Het Kerstrapport

Hilde Brontsema 15 dec 2019

Het is rapportendag. Met lood in mijn schoenen vertrek ik naar de school van mijn jongste zoon.
Flynn is ontzettend goed in heel veel dingen, behalve in dingen waar je cijfers voor krijgt. Hij is een ster in mensen zover krijgen dat hij mag blijven eten en vervolgens ook nog mag blijven slapen. Hij is nergens bang voor, kan fantastisch breakdancen, salto’s maken en koken.
Maar dus niet in dingen waar je op school cijfers voor krijgt zoals rekenen, schrijven en lezen.
Terwijl ik door de miezerende regen naar school fiets, bereid ik me voor op een boze 9-jarige. Een met dikke tranen over zijn wangen omdat hij niets kan. Dat iedereen beter is dan hij. Dat de juf stom is en dat hij nooit, maar dan ook nooit meer naar school wil.

De schoolbel gaat. Kinderen stuiven naar buiten. Ik zoek tussen alle hoofden naar een bos groen geverfd haar. Pas nadat al zijn klasgenoten het schoolplein hebben verlaten, komt hij op me afrennen.

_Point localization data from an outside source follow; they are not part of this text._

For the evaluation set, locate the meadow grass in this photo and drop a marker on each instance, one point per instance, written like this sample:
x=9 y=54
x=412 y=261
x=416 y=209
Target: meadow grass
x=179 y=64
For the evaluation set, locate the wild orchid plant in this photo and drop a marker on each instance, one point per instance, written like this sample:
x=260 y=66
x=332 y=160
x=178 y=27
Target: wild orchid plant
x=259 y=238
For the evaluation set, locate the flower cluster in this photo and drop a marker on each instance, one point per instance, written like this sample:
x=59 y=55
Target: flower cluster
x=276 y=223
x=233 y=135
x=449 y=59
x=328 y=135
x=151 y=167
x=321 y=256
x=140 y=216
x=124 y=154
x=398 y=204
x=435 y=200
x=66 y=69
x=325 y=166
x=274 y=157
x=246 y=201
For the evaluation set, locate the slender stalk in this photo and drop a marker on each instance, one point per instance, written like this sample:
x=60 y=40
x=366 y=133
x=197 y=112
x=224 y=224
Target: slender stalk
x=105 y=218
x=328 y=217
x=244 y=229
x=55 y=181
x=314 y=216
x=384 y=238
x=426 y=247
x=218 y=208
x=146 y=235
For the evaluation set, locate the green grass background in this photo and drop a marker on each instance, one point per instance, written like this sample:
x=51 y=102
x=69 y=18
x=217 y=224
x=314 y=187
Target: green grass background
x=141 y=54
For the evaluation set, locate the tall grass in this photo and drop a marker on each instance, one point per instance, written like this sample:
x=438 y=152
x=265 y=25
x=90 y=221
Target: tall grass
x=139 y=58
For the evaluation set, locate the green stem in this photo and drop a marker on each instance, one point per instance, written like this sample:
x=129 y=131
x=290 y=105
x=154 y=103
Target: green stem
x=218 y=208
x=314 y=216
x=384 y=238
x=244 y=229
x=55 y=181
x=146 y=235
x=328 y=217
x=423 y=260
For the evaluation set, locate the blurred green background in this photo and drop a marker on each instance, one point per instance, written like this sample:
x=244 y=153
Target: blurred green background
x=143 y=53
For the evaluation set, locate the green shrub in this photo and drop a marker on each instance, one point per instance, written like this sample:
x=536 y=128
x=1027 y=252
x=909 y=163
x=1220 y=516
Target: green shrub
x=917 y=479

Zijn jas halfopen, uit zijn oranje rugzak steken gymspullen, een kerststukje en een twintigtal tekeningen van mannen in tanks met geweren.
In zijn hand heeft hij zijn rapport.

“Mammaaaa”roept ie over het plein. “Ik ben de beste van de klas”. Hij slaat het rapport open.
Op de laatste bladzijde staat een boodschap van de juf. Voor Flynn de beste danser van groep 6. Verder staat er dat ze trots is dat hij zo goed zijn best doet.
Ik sla een bladzijde terug. Daar staan nog steeds de vertrouwde onvoldoendes voor spelling en studievaardigheden. De dalende zwarte lijnen van de Cito-toets grafieken. Maar dat ziet Flynn niet. Want vandaag is hij de beste van de klas.